I re-read that code a couple of times and it specifically adresses "_odors or unsantairy conditions_", not inclusive of _ANY_ condition (such as beekeeping) which may be viewed as a a menace to the health, comfort or safety of the public. 

In others words, it dont apply to beekeeping unless your bees smell really bad.


----------



## StevenG (Mar 27, 2009)

It may be too late for Findlaybee, but not for others who are just starting out or contemplating taking up beekeeping. As others have posted here, don't go looking for trouble. I have kept bees in my backyard in 5 different states over the years. Some yards were bigger than others. One yard didn't have a fence, and some neighbor kids learned not to throw rocks at my hives from the alley. Of course, that was back in '75 when people didn't sue at the drop of a hat.

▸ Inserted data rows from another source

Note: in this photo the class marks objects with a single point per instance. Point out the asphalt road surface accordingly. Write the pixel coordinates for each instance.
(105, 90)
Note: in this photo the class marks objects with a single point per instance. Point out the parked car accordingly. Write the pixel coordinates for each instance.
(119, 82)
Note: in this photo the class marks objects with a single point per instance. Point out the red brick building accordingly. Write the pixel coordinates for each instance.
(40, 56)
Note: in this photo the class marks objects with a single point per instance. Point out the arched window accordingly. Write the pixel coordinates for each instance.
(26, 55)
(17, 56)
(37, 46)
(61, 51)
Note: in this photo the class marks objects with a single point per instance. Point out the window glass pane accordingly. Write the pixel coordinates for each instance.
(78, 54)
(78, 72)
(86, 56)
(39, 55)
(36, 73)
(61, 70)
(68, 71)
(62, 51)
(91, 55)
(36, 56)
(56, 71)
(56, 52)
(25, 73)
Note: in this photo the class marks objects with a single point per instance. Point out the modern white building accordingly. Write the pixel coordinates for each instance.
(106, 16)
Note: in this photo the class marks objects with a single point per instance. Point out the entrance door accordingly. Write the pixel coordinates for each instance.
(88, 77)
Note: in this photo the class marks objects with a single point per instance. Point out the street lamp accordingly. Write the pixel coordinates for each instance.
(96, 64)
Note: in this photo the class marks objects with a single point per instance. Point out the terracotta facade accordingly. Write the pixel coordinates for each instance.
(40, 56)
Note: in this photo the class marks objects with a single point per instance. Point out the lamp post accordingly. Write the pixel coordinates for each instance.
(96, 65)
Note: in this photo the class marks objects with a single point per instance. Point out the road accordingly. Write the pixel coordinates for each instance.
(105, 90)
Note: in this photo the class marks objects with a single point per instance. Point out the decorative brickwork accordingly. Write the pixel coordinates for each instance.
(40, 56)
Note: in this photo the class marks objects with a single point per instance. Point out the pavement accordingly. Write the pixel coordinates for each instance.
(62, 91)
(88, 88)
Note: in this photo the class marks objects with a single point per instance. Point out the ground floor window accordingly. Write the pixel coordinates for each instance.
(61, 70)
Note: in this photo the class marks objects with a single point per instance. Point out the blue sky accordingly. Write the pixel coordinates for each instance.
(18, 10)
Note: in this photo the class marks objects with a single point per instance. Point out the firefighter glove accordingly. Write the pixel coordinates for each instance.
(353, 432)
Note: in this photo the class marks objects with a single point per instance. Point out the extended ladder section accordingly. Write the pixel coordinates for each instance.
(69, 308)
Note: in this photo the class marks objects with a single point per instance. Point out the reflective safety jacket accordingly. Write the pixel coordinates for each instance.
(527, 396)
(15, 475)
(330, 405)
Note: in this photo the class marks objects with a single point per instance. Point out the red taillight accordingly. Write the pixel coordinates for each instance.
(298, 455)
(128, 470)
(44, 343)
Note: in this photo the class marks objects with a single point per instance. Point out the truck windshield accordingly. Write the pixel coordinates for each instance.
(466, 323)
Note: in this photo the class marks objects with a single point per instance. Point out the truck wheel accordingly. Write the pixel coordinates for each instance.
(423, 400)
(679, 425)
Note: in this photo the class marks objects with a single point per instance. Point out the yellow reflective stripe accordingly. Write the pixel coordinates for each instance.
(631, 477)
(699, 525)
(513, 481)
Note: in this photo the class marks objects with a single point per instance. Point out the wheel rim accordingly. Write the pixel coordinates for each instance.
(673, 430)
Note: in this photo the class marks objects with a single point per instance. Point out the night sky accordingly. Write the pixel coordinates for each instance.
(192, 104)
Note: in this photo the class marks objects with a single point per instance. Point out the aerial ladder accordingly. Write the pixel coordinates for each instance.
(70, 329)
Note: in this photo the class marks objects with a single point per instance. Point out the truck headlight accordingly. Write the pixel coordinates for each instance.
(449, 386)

Except for that instance, I have always had a fence, generally wood, or hedge, that directed the bees flight up and away from pedestrians and kids on bicycles. The one time a neighbor called city hall on me, a very nice police officer appeared at my door, about a nuisance complaint. We walked through the latched gate into my back yard where my two hives were. Summer in Florida, 2 brood boxes, 5 shallows on each hive. nice and tall, and loads of bees flying. We walked around the side and stood by the hives as I pointed out the fence, and the flight path. How I was concerned not to be a nuisance, etc etc etc. Also reminded him of the pygmy rattlesnakes in the yards in my neighborhood... we had a nice visit, he wrote some things in his notebook, and I never heard any more about it.

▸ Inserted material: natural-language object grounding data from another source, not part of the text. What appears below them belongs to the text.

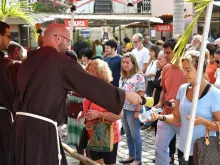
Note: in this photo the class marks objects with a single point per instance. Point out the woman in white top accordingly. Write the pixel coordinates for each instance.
(151, 69)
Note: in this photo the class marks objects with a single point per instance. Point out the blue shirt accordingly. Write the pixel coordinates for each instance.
(206, 106)
(134, 84)
(114, 64)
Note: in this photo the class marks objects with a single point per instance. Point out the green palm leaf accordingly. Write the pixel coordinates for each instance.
(20, 10)
(180, 47)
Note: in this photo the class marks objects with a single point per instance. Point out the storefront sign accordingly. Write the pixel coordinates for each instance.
(164, 28)
(77, 22)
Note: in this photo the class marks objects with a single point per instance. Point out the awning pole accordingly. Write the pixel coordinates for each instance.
(149, 30)
(73, 9)
(198, 80)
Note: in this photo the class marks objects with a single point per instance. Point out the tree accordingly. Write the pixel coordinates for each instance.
(178, 17)
(180, 47)
(17, 9)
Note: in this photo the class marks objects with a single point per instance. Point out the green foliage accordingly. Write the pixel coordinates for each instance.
(48, 7)
(180, 47)
(17, 9)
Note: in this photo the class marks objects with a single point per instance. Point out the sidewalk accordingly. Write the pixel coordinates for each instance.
(148, 139)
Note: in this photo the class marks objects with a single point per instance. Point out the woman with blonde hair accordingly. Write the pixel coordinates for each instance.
(208, 108)
(132, 80)
(93, 113)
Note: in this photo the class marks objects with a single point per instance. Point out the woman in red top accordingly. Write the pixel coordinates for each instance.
(93, 113)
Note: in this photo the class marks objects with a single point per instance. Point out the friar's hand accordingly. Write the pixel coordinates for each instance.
(133, 98)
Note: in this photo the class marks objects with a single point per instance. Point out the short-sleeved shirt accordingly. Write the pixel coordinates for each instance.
(172, 78)
(114, 64)
(206, 106)
(142, 56)
(217, 76)
(210, 71)
(152, 69)
(129, 46)
(134, 84)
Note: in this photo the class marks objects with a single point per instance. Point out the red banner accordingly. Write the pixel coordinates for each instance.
(164, 28)
(126, 1)
(77, 22)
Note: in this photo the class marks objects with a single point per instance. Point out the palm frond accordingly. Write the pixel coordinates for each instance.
(180, 47)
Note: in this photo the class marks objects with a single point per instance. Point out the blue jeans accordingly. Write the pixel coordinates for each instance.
(132, 131)
(165, 133)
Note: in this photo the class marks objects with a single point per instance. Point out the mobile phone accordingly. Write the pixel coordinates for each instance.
(168, 103)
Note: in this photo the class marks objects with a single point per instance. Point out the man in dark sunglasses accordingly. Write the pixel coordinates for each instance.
(217, 72)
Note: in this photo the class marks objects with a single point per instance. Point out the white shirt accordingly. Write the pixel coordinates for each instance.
(142, 56)
(135, 83)
(217, 76)
(151, 69)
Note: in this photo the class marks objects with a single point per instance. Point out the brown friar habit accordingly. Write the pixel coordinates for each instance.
(6, 96)
(44, 80)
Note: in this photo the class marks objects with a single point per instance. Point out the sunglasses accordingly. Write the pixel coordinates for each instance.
(217, 61)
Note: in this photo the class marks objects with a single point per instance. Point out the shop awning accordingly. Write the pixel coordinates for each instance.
(96, 20)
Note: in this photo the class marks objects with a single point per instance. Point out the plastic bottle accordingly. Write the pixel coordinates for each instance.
(146, 114)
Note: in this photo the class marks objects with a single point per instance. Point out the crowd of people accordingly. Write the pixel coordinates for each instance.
(102, 83)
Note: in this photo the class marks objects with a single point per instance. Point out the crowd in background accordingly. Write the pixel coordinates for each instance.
(145, 68)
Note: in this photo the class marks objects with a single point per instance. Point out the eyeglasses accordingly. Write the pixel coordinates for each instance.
(68, 40)
(217, 61)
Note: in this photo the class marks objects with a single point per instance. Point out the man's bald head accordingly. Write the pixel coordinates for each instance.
(57, 36)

My point is, if we behave responsibly, and are considerate of neighbors regarding our bees flight paths, and when we work them, generally officialdom will leave us alone. I have never gone to city hall or county to ask permission to keep my bees. I simply assume it is ok, until someone tells me otherwise. But I also do what I can to hide them, or at least not have them stick out like sore thumbs. I suspect if we do that, probably 99% of the time, government will leave us alone. And those times when they don't, some soft words and education will take care of it.


----------



## FindlayBee (Aug 2, 2009)

I will hopefully have more information on what ordinance is being referenced. Currently this is the only one I can find that is close to what was mentioned in the email I received back from the zoning admin. Will be working on getting this information through the Law Director himself.

Unless I am missing something myself, there is no law saying I cannot have honey bees.


----------



## soupcan (Jan 2, 2005)

You are right about the lack of a law.
The people that have sighted the suposed law to you need to be asked the following question.
Explain that you will be planning to go to court to seek a judge's ruling on your right to keep bees in your fine city.
Ask them to please cite were in the law ( or if there even is a law ) that forbids your rite to keep bees.
Please mention that you plan to make reference to there decisions base on ????? and include there names when you go before the judge.


----------



## NasalSponge (Jul 22, 2008)

As a fellow urban beek I say go for it.....you can always move them later, besides most folks will not recognize a top bar anyway. As far as the code you posted, my hives have never smelled offensive.


----------



## Ross (Apr 30, 2003)

They usually back down when faced with the prospect of going to court. Either there is a law or there isn't. Start beekeeping now and you will be grandfathered if they try to pass one.


----------



## dnelson (May 19, 2009)

odfrank said:


> I would discourage the friendly chat with your neighbor. You can be sure that many of your neighbors and their kids and their dogs and their nieces and nephews are "ALLERGIC" to bees (who visit their picnics foraging for meat).


LOL, Amen to that! It's amazing how many people are "Deathly" alergic to the neighbors honey bees. Reminds me of the look i get when I tell people that i keep bees and my kids help with them. "the family that gets stung together, have fun together"


----------



## FindlayBee (Aug 2, 2009)

I haven't asked the city law director anything at this point. Probably not going to go that route. However, I did ask the zoning admin what city ordinance was referenced.

Got the following response:

"Each zoning classification has a list of permitted uses. You can find it on our website at www.ci.findlay.oh.us. If you need any more help, just let me know."

Been to that site many times. Still don't see anything that says I cannot have bees.


----------



## KQ6AR (May 13, 2008)

My city site specifically mentions bees. It allows 2 hives on 1/4 acre lots. 25' from property line.


----------



## FindlayBee (Aug 2, 2009)

Well, looked up the City Law Director Duties:

These are the only duties I see as far as his finding is concerned:


"_*The Law Director’s Office is required to give opinions to all City officers when requested to do so*_. The statute says that said officer is required to ask for said opinion in writing but that has not been a steadfast rule of the current Law Director’s Office. The Law Director is then required to respond in a reasonable amount of time either orally or in writing. This extends to all Officers and Directors named in Chapter 7 of the Ohio Revised Code as well as the legislative authority."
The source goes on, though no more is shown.